An abnormal heart rhythm is called an arrhythmia and is due to a disturbance in the heart’s system. The heart rhythm is measured by EectroCardioGraphy (ECG) from the human body surface. The most common symptoms are tiredness, dizziness, loss of consciousness, breathlessness and palpitations in the chest region. A rapid and effective assessment of ECG signal is required to avoid sudden cardiac death due to arrhythmia. A fast machine learning model is described in [1] for arrhythmia classification. Before feature extraction, a series of preprocessing steps, re-sampling, filtering, heartbeat detection, and two successive R (RR) waves calculation are performed. The logarithm of the raw RR interval is fed to a combination of ensembles for the classification using an echo state network.

A simple and efficient approach using statistical features for ECG signal classification is described in [2]. From the de-noised ECG signal, statistical features such as mean, skewness, variance and standard deviation are extracted and given to the Support Vector Machine (SVM) for normal/abnormal classification. The entire ECG signal is used for the classification. A Generalized Discriminant Analysis (GDA) based feature reduction is applied in [3] for arrhythmia classification. After preprocessing, fifteen linear and non-linear features are extracted from the interval of RR waves. These features are optimized using GDA, and an SVM classifier is used for the classification.
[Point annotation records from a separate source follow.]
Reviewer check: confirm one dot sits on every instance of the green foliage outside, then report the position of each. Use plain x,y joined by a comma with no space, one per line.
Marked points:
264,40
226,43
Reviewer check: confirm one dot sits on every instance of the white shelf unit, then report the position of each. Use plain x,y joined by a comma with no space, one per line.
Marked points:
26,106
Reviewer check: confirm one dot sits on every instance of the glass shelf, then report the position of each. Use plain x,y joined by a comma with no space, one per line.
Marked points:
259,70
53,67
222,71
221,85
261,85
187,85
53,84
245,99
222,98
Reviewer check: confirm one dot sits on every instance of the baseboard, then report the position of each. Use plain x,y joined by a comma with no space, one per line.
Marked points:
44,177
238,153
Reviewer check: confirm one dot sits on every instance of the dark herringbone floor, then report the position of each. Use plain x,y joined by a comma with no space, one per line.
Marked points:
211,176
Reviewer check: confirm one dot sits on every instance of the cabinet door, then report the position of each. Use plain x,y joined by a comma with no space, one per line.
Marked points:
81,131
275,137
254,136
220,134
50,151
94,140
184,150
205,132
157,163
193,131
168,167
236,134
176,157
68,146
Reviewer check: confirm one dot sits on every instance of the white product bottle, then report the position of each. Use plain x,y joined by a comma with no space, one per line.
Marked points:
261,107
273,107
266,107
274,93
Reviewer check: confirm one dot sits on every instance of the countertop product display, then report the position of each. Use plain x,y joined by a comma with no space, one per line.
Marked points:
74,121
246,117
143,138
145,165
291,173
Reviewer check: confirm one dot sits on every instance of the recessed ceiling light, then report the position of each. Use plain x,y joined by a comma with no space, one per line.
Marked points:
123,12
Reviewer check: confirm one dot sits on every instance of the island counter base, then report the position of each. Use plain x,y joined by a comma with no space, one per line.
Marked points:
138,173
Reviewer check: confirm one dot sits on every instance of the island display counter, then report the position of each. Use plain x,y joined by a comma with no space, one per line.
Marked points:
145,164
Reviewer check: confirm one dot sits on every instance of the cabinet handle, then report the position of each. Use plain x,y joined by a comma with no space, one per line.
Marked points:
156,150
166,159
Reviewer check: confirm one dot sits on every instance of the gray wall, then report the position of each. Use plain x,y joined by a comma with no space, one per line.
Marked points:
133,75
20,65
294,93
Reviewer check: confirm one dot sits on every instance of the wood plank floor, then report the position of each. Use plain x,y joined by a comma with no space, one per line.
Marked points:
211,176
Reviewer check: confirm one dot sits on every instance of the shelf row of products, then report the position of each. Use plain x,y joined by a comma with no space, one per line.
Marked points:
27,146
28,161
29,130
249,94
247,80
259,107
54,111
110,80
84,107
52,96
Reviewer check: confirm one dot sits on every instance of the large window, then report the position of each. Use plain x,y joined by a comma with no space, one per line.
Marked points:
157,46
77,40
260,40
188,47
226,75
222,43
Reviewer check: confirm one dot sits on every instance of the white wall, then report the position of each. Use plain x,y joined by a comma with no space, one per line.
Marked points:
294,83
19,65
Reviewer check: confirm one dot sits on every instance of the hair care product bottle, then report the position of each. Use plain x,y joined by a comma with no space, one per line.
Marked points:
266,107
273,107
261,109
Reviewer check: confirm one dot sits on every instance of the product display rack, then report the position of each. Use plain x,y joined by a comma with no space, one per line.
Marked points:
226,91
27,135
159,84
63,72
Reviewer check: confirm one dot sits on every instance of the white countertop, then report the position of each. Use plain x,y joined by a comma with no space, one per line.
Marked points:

Wavelet transform based features are discussed in [4] for arrhythmia classification. The extracted wavelet features from the preprocessed signals are reduced by linear discriminant analysis and an SVM classifier is employed for the classification. Probabilistic Neural Network (PNN) based heartbeat classification is discussed in [5]. Features such as the power of the original and wavelet decomposed signals; coherence and morphological characteristics of each wavelet sub-band are extracted from the 2nd level wavelet decomposition. The extracted features are normalized before classification by PNN. The Independent Component Analysis (ICA) is integrated with the Back Propagation Neural Network (BPNN) for heartbeat classification in [6]. The combination of RR interval and ICA is used as features, with classifiers such as BPNN and PNN for classifying heartbeats in ECG signals.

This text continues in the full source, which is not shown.